Interleukin-17A induces extracellular matrix protein expression in osteoblastic ROS17/2.8 cells

Objectives: Interleukin (IL)-17 plays an important role in many autoimmune and inflammatory diseases. We recently demonstrated the various direct and indirect effects of IL-17A on osteoclastogenesis. However, the effect of IL-17A on bone matrix formation by osteoblasts is unclear. Therefore, we examined the effect of IL-17A on IL-17 receptor (IL-17R), extracellular matrix protein (ECMP), and cyclooxygenase (COX) expression; prostaglandin (PG)E₂ production; alkaline phosphatase (ALPase) activity; andmineralized nodule formation in osteoblastic ROS17/2.8 cells. We also examined the indirect effect of PGE₂ on IL-17-induced ECMP expression using NS398, a specific inhibitor of COX-2 activity.

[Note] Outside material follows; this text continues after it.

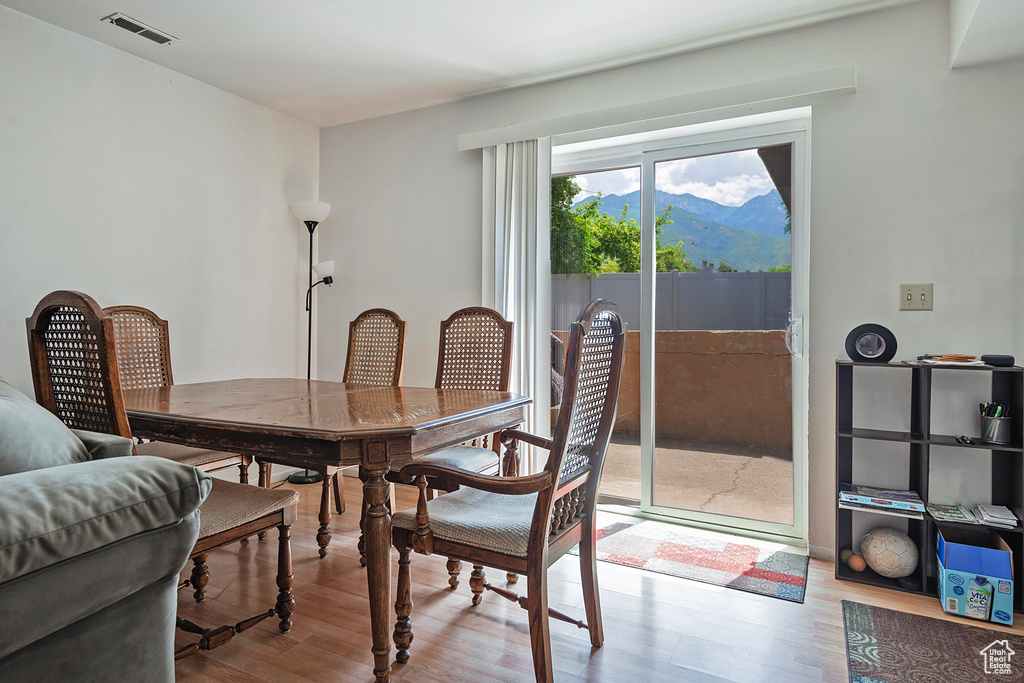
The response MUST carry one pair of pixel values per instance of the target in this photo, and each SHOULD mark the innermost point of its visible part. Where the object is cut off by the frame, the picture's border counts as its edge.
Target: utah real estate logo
(996, 656)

Methods: Cells were cultured with 0 (control), 1, 10, or 100 ng/mL IL-17A in the presence or absence of 50 ng/mL neutralizing anti-IL-17A antibodies or 1 µM NS398. IL-17RA, IL-17RC, type I collagen, bone sialoprotein (BSP), osteocalcin, osteopontin, COX-1, and COX-2 expression was examined by real-time PCR and Western blotting. PGE₂ production was examined by ELISA.

Results: The expression of IL-17RA, type I collagen, BSP, osteocalcin, osteopontin, and COX-2, and PGE₂ production were increased significantly in the presence of IL-17A, whereas the expression of IL-17RC and COX-1, cell proliferation, ALPase activity, and mineralized nodule formation were unaffected. Anti-IL-17 antibodies blocked IL-17A-induced ECMP expression. NS398 blocked IL-17A-induced PGE₂ production, but it did not affect IL-17A-induced ECMP expression.

Conclusions: These results suggest that IL-17A stimulates ECMP expression via IL-17RC and/or IL-17A-induced IL-17RA in osteoblasts; however, mineralized nodule formation by the cells was unaffected by the addition of IL-17A. Furthermore, our results indicate that the stimulatory effect of IL-17A on ECMP expression is independent of the indirect effect of IL-17A-induced PGE₂.